Cette démocratie formelle s’applique encore dans la réécriture du §II de l’article 9 du décret du è mai 2007. Certains se sont offusqués du résultat du recours de la FGRCF soutenu par SUD-Rail. Le fait que la réécriture se fasse à droits constants ne semble pas leur être parvenu. Mais, en tout état de cause, qu’il soit réécrit par le gouvernement, à droits constants ne changera pas le fait que, lorsque que ce dernier voudra le faire changer (évoluer en nov langue), le fait qu’en CA l’ensemble des représentants des salariés vote contre ce que nous pouvons espérer, ne changera rien à la finalité, les représentants de la direction et le président voteront pour et les modifications passeront.

 Faire croire que nous changerons quoique ce soit dans des instances paritaires est au mieux angélique, au pire trompeur. Pour SUD-Rail, cette démocratie formelle n’est qu’une poudre aux yeux qui ne peut suffire à faire changer les choses.

Les derniers projets du gouvernement pour soi disant assurer la gouvernance de la sécurité sociale vont, comme c’était prévisible, se faire au détriment des patients.
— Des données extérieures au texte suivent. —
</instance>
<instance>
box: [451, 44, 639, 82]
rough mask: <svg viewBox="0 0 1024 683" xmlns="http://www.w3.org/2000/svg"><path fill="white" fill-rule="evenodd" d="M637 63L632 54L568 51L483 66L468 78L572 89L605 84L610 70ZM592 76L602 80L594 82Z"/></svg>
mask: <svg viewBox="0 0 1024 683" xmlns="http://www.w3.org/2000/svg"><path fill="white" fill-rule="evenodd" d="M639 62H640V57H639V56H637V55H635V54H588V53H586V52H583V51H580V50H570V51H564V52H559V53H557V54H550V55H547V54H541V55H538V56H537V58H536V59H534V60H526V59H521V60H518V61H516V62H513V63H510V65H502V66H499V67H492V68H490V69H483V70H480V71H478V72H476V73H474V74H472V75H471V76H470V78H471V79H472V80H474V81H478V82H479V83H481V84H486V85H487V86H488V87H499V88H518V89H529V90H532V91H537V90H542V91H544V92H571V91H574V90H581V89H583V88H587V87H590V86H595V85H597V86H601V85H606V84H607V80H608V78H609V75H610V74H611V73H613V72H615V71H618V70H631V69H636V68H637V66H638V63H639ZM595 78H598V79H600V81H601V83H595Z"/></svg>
Pour économiser des bouts de ficelle, en lieu et place d’une réelle politique de santé publique, le gouvernement ne pense qu’en termes de marché et la seule condition est de ne pas léser les intérêts de l’industrie pharmaceutique ni ceux des assureurs.

Le passage du forfait hospitalier ferait globalement gagner 200 millions d’euros à la sécu, millions à charge des patients qu’ils aient une mutuelle ou non. Pour la CPRP, cela ferait d’après un premier décompte un gain d’environ 10.000 euros. Il est vrai qu’il n’y a pas de petits gains pour une politique voulant certainement encore retirer des privilèges indus aux salariés.

Du même (mauvais) goût, l’idée de fiscaliser les Accidents de travail (AT). Là encore, il s’agit certainement d’équité puisque c’est un revenu du travail, le gouvernement ne voit certainement pas pourquoi un accidenté du travail serait mieux traité qu’un salarié qui n’a pas subi ce traumatisme. Cela pourrait prêter à rire si ce n’était si grave.

Il est bien plus facile de trouver des milliards dans des caisses vides (dixit le 1er Ministre) afin d’assurer les bonus des traders et banquiers que l’on fait mine d’encadrer et non de limiter que d’assurer aux accidentés du travail et aux personnes hospitalisées un juste remboursement de leurs traumatismes.

Pour conclure, nous rappellerons notre demande concernant les femmes poly-pensionnées qui à la SNCF perdent le bénéfice de 6 trimestres dans le calcul de leur décote. À ce jour, n’ayant aucune réponse des services concernés SUD-Rail a interpellé la Ministre de la Santé afin de redemander une modification de l’article R 173-15 du code de la sécurité sociale.